The North Dakota ballot initiative will join others in 2014 and 2015 in Mississippi, Colorado, Ohio, and Florida.

Personhood USA is also going international, working with pro-life organizations in Ireland, the Philippines, the Dominican Republic, Portugal, England, and Canada. Keith has spent much time recently in Europe, where the Catholic Church has started a personhood petition.

The demands of trying to change laws and attitudes about unborn children on an international basis, though, don’t interfere in family life for the Masons. In fact, Keith says, “Personhood USA is definitely a family project.”

“We are blessed to be able to homeschool our children, so Jennifer works from home while I work out of the office,” Keith says. “Much of our conversation and free time revolves around working to save babies.”

Jennifer’s volunteer status with Personhood USA “makes it easier to work in the evenings or nap-time or when the kids are up in the morning. There also are a lot of things we can take the children to.”

It’s not without cost, though. Vandals attacked the Mason home in June 2012, heaving a 20-pound rock through the double-paned glass of their front door and spray painting the side of the house with obscenities. The attack, carried out with three children and a pregnant Jennifer sleeping inside, followed a Newsweek article on Personhood USA, which also resulted in written attacks and death threats at thedailybeast.com.

Personhood USA board member and lobbyist Dan Becker, who was profiled in a Member Spotlight in October 2008, applauded their courage.

“They’re a young couple standing in the gap on the life issue,” says Dan, who also has led personhood efforts in Georgia. “They have counted the costs, and I really appreciate them standing firm and true for the cause.”

Keith says that cause is to work “to abolish abortion state by state by filing constitutional amendments that recognize the legal rights of every human being—every person—from his or her earliest moments of life.”

“In many states the only way to get an amendment on the ballot is by collecting signatures from registered voters, so a lot of our time is spent collecting those signatures,” he says. “As we do that, we have many opportunities to educate and to share our faith.”

They also share their passion. There is no doubt that the Masons and others involved with Personhood USA are going all out to abolish abortion.

“We’re in it to end it,” Jennifer says. “We’re not going to compromise. We’re just saying every human being is a person and every person has a right to live. And that’s it.”

It’s what Dan Becker calls a “return to first principles” for the pro-life movement. Education is a key part of the effort, which is why Personhood USA has created a Personhood Education website.

“What we’re doing requires a lot of cultural and social change,” Jennifer says. “One of the biggest things culturally is recognizing the value of human life in general.
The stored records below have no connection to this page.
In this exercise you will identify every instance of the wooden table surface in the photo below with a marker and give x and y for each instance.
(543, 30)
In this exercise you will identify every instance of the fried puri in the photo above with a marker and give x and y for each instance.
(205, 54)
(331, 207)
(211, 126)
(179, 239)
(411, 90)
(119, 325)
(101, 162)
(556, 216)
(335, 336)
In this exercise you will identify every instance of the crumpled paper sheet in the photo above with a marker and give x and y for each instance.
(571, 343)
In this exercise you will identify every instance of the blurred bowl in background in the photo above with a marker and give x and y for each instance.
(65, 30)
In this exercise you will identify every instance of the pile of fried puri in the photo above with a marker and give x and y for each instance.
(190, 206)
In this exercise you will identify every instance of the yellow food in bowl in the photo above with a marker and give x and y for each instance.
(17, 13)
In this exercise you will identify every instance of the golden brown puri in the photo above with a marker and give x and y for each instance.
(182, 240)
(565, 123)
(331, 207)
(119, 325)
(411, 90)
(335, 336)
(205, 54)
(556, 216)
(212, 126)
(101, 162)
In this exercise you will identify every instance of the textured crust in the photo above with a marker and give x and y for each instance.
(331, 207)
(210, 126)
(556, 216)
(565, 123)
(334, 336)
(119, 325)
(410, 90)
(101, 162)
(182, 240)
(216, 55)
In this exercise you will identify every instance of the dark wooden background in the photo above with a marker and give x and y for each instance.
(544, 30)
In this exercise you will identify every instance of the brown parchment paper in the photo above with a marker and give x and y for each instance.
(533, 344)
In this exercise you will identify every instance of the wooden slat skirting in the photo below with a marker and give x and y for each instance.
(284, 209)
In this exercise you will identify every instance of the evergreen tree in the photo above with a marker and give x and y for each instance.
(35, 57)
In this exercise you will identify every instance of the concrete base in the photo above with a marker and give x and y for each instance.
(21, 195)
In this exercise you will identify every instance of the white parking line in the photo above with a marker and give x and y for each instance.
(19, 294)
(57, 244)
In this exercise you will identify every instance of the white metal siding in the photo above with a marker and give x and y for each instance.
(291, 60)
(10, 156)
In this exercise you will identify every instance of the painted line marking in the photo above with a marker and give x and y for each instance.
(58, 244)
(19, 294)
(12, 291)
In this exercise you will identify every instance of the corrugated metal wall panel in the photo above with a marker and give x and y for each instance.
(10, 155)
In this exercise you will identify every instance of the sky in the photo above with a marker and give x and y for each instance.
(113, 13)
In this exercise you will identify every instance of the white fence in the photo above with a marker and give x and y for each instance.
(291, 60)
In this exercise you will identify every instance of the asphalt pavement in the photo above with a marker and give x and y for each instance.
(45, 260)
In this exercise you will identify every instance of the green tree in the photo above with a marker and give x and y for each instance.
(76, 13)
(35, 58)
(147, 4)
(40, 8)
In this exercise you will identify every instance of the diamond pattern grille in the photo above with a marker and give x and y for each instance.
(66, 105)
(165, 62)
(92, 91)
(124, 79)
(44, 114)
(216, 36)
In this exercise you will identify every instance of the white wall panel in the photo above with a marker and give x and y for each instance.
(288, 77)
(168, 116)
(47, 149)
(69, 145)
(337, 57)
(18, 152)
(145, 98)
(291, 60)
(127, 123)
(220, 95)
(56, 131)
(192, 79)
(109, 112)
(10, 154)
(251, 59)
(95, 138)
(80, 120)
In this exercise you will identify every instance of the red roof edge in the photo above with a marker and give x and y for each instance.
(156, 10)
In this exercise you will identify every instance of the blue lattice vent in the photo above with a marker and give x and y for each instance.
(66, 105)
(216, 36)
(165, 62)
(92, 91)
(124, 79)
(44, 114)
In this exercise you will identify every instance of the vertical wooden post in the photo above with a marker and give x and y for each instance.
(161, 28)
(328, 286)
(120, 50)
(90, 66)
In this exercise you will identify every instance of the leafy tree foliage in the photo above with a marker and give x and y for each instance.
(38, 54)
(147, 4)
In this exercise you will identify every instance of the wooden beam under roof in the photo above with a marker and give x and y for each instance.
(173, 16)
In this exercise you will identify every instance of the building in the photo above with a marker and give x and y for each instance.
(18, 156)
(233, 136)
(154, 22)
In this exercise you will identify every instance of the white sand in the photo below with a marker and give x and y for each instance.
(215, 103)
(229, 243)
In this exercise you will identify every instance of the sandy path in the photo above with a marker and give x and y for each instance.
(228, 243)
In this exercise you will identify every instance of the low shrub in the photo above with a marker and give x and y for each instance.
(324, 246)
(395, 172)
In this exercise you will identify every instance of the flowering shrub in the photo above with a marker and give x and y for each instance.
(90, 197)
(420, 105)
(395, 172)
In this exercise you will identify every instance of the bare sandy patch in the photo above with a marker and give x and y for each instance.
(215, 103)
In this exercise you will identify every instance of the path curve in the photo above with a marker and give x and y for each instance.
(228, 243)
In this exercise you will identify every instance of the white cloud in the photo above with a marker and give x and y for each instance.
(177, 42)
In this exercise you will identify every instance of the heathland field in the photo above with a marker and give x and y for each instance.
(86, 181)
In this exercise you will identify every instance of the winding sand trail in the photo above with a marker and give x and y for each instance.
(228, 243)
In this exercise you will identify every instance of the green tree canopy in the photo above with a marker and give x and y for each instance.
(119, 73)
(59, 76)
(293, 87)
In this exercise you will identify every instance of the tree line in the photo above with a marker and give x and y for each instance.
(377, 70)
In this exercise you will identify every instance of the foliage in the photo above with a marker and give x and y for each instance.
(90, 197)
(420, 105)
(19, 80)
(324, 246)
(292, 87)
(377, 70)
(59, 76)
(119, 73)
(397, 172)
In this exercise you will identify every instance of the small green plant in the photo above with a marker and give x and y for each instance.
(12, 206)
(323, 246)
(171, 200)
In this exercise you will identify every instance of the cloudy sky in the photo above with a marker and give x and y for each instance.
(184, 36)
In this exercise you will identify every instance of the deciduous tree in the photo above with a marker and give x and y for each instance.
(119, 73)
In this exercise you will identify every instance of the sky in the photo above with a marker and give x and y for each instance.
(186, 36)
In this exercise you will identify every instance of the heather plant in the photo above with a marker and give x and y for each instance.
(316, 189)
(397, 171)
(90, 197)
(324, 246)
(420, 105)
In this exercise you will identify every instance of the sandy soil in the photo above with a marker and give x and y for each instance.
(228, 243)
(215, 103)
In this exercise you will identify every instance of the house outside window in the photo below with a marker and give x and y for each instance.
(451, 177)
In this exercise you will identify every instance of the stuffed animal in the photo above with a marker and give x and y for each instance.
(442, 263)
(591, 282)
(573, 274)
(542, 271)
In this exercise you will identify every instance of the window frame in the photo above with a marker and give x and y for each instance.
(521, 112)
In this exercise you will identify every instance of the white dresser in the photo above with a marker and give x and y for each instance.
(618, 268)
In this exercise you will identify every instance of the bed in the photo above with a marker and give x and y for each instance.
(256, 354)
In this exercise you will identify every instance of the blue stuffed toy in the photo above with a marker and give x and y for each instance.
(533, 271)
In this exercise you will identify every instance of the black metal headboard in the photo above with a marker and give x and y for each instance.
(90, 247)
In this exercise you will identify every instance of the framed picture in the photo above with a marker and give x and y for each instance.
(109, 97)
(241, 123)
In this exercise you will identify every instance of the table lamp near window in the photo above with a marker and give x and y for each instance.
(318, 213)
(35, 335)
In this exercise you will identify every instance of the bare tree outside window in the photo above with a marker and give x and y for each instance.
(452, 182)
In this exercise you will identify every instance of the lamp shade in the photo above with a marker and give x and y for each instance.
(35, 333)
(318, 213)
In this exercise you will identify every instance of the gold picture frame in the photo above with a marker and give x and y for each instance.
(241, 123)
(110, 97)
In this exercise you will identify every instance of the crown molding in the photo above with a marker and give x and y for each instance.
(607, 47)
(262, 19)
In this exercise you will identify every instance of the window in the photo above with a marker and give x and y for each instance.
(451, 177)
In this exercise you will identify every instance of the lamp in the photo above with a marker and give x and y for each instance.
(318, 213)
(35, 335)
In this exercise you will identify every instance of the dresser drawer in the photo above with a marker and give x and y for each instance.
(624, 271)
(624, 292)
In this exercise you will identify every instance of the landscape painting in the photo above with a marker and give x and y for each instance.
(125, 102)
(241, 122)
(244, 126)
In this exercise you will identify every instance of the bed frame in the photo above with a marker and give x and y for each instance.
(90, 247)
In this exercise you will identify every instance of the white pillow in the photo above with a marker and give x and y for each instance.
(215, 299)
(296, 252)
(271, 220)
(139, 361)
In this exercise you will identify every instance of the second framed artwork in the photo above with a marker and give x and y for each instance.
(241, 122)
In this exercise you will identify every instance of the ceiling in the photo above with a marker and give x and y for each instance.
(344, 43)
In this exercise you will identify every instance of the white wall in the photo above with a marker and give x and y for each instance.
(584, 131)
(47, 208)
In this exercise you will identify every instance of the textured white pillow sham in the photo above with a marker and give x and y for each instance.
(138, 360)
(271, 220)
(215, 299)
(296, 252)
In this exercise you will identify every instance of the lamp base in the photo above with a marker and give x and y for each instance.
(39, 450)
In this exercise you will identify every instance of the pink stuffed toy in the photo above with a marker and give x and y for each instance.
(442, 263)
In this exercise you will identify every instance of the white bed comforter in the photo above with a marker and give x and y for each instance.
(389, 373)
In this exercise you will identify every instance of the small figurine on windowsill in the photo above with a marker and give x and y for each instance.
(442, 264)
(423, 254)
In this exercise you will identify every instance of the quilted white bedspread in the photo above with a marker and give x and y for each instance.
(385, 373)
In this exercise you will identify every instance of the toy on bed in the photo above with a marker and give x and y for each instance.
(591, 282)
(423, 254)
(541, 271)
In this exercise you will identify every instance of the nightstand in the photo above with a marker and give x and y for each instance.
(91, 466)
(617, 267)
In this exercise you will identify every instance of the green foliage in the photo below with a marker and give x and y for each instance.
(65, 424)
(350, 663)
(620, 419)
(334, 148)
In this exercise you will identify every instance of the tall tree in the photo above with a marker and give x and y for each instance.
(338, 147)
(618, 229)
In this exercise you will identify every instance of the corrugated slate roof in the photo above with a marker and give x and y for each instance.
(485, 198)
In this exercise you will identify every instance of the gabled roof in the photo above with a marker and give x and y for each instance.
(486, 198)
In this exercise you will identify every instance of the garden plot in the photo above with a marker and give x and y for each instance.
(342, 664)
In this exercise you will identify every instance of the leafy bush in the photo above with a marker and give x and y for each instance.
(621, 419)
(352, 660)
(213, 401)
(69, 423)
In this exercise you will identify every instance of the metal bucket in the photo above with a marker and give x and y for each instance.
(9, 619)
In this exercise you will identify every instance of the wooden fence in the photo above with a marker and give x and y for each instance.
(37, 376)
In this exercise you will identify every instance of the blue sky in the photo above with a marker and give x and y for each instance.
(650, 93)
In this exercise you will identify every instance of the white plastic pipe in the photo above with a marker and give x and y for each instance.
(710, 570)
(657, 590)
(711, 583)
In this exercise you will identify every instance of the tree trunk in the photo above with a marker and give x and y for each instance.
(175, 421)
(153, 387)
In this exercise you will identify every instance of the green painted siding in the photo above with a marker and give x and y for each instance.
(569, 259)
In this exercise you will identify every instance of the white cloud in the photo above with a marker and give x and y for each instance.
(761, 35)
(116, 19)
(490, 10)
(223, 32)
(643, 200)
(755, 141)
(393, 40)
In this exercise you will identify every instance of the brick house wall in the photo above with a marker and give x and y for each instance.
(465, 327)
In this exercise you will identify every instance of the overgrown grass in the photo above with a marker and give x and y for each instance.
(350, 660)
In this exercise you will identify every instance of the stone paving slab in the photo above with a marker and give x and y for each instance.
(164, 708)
Right now, we have a culture of death: school shootings every year, tragedies that happen consistently because of the general lack of respect for human life.”

The need for change extends into the Church as well, the Masons say.

“We have a lot of cultural Christians who are not active, not willing to stand up for what’s right,” Jennifer says. “We believe God has called each of us to stand up in defense of the unborn, because abortion is the greatest evil of our day.”

However, God is working, she adds. Churches are coming together more often to fight abortion and help mothers and babies. Pastors are preaching on the right to life more than once a year, which is important, Keith says.

The Masons got their start educating people about the humanity of unborn children as part of the Survivors of the Abortion Holocaust group. After they married, they led a tour of college and high school campuses. When organizers started the 2008 Colorado personhood effort, they asked Keith and Jennifer to help. The Masons did so eagerly, and the seeds of Personhood USA were planted and are now blossoming across the nation.

The personhood amendments they champion are usually just a few sentences aimed at legally recognizing and protecting unborn children as human beings with full rights like other human beings, Jennifer says. They’re aimed at what is called the “Blackmun Hole” of the Roe v. Wade decision forcing legalization of abortion in all 50 states. In that decision, Justice Harry Blackmun made what Keith calls a “startling admission.”

“If this suggestion of personhood is established, the appellant’s case, of course, collapses, for the fetus’ right to life would then be guaranteed specifically by the Amendment,” Blackmun wrote.

Jennifer points out that since we now have a “window into the womb” thanks to ultrasound technology, “there’s no question scientifically that that child is a person.”

“We look at that as a loophole in the Roe v. Wade decision, and we’re trying to pass personhood amendments that say all people—whether they’re in the womb or out of the womb—are people, and all people in the U.S. have constitutional rights,” she says.

While personhood amendments have not yet made it into any state constitutions, the Masons still see fruit from Personhood USA’s efforts.

For instance, even though their 2010 Colorado personhood amendment was defeated, “we converted hundreds of thousands of people to a 100 percent pro-life position, which is pretty difficult to do.” They also increased their share of the vote in 2010 from 2008 by 2.5 percent, impressive due to the opposition mounted against the amendment.

“Planned Parenthood spends millions to defeat us,” she says. “We don’t have that kind of money. We’re a grassroots movement. They have massive amounts of money and still they are so threatened by our personhood amendments that they do whatever they can. And while they have defeated us several times, I feel like we are learning some of their tricks now. We can anticipate their movements a little more.”

Another campaign success is that Personhood USA appears to be saving babies just by making its amendment efforts. During campaigns, Personhood USA frequently gets phone calls from women who decided not to have an abortion once they understood the concept of personhood, the Masons say. Jennifer also says that polls show a shift towards the pro-life position around the times that Personhood USA launched some of its biggest educational campaigns.

“We’re not just trying to end abortion,” she says. “We’re trying to change public opinion about abortion, because you can’t deny the personhood of the child.”